Another way to provide a default value that is returned when accessing keys that do not exist in the hash is to supply a block. If a block is specified, it will be called with the hash object and the key, and should return the default value. It is the block’s responsibility to store the value in the hash if required.

h = Hash.new { |hash, key| hash[key] = "Go Fish: #{key}" }
h["c"]           #=> "Go Fish: c"
h["d"]           #=> "Go Fish: d"

JavaScript objects do not have any notion of a default value that we can set. It’s always undefined.


implementing hash in javascript

Given that JavaScript already has Object and Map, the only motivation to snarf any of Hash’s behaviour is going to be the ability to set our own default values.
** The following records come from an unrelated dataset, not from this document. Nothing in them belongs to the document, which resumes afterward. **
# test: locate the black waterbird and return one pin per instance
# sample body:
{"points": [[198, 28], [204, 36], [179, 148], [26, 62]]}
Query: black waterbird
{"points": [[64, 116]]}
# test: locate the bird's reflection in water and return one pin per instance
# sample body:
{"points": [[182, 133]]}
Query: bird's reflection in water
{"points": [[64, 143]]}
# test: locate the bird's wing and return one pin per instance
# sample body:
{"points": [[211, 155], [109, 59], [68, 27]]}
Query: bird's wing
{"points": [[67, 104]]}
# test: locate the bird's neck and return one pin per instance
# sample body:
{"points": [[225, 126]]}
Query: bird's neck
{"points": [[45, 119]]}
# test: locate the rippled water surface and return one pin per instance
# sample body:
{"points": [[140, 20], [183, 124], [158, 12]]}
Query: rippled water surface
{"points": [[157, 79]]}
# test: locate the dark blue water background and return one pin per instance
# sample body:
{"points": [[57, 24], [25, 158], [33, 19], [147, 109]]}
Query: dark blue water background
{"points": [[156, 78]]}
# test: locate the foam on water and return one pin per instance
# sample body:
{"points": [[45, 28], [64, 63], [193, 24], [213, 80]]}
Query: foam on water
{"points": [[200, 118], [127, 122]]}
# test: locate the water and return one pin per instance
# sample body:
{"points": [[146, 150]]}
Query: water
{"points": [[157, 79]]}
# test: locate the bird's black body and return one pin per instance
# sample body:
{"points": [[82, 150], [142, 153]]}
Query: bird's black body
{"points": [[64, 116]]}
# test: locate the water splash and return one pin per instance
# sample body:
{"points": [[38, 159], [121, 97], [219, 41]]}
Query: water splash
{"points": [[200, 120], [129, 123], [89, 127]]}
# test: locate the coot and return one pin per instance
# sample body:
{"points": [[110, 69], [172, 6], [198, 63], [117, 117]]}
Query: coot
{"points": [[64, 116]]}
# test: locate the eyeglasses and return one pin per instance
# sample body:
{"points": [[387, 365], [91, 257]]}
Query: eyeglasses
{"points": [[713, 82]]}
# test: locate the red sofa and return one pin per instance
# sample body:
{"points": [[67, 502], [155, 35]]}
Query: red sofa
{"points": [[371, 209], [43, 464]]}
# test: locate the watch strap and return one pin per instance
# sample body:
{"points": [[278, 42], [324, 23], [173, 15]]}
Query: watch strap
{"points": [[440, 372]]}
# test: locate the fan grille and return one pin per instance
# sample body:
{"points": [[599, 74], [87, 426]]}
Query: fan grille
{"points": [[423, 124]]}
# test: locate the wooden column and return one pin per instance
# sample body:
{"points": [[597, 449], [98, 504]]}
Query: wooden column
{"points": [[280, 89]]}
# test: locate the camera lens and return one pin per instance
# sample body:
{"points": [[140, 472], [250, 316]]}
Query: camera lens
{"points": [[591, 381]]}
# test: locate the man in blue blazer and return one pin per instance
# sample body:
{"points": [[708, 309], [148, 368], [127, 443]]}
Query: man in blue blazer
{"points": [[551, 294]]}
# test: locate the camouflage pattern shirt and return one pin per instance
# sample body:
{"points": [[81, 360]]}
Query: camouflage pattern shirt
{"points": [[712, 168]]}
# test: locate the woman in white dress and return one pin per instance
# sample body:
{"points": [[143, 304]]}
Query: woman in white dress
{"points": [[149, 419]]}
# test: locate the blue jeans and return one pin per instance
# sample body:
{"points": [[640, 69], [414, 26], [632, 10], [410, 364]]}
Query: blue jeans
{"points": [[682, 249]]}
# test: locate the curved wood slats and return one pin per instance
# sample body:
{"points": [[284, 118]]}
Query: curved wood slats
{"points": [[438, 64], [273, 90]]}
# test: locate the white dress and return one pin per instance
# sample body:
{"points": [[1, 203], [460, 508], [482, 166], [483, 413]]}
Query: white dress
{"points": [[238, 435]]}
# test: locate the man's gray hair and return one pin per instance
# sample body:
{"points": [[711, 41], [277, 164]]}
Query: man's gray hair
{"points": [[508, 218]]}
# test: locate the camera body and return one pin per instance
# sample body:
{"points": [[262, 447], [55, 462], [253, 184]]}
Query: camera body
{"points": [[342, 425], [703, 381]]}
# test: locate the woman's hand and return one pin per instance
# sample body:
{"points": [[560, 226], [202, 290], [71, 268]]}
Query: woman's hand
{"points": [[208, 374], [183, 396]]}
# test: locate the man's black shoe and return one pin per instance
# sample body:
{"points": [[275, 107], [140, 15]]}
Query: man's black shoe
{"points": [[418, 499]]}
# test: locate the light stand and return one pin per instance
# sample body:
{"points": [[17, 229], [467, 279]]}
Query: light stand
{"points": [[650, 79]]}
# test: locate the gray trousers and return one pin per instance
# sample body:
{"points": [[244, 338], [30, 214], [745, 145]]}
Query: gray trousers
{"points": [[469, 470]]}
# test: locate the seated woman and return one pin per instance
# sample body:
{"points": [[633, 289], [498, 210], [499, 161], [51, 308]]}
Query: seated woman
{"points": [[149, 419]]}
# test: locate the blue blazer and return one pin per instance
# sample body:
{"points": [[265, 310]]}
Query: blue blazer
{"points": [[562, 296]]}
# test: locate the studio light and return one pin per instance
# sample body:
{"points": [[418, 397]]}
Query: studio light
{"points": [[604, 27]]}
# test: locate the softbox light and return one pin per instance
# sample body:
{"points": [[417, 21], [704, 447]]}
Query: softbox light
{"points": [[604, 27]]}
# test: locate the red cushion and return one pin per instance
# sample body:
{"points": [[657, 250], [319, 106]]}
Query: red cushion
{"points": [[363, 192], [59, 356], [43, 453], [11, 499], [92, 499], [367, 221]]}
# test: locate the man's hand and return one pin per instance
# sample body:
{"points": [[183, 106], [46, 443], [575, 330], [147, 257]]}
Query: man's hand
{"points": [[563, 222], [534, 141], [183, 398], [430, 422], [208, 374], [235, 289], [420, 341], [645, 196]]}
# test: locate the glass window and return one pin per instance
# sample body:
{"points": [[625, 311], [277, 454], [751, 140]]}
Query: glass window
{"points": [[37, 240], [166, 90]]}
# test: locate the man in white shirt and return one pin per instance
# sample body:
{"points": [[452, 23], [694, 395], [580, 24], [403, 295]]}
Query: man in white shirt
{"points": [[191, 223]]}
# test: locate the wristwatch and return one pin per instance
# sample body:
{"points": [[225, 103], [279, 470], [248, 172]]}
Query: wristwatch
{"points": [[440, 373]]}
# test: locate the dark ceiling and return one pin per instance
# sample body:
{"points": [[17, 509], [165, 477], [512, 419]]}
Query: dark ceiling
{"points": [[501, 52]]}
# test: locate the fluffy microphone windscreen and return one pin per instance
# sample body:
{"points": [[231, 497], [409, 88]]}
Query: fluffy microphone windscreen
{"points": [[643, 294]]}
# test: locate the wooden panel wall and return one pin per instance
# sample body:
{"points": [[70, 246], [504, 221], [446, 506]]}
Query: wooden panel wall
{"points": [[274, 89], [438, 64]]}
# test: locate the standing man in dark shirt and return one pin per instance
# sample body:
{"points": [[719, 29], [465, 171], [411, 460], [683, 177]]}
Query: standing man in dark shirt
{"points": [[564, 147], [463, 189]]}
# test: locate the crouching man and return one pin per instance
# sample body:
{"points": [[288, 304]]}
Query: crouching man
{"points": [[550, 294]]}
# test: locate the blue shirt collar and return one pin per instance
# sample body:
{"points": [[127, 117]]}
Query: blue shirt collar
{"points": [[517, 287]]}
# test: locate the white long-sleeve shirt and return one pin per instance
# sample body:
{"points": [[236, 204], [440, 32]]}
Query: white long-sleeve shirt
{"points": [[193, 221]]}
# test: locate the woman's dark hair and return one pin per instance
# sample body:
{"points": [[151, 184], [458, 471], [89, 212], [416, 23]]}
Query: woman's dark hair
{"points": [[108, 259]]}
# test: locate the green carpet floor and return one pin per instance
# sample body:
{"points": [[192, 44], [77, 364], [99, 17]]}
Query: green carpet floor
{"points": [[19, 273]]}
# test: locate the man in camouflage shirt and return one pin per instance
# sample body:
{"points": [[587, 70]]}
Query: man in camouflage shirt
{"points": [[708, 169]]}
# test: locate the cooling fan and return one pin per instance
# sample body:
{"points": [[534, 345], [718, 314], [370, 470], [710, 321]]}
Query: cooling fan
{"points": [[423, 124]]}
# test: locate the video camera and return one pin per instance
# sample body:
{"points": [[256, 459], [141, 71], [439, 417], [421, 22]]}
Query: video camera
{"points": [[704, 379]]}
This is rather handy in Ruby, and it might be handy in JavaScrip too. So let’s come up with a toy implementation we can play with.

The first thing we have to decide is whether we’ll base our implementation on Object or Map. For the purposes of this essay, Object has the nicer syntax, and using objects as dictionaries is the usual case in JavaScript. And a Map implementation will be trivial once the basic pattern is articulated. (The HashMap implementation based on delegating to a Map, is below.)

When we create an instance of Hash, we’ll wrap it in a Proxy2 to handle access.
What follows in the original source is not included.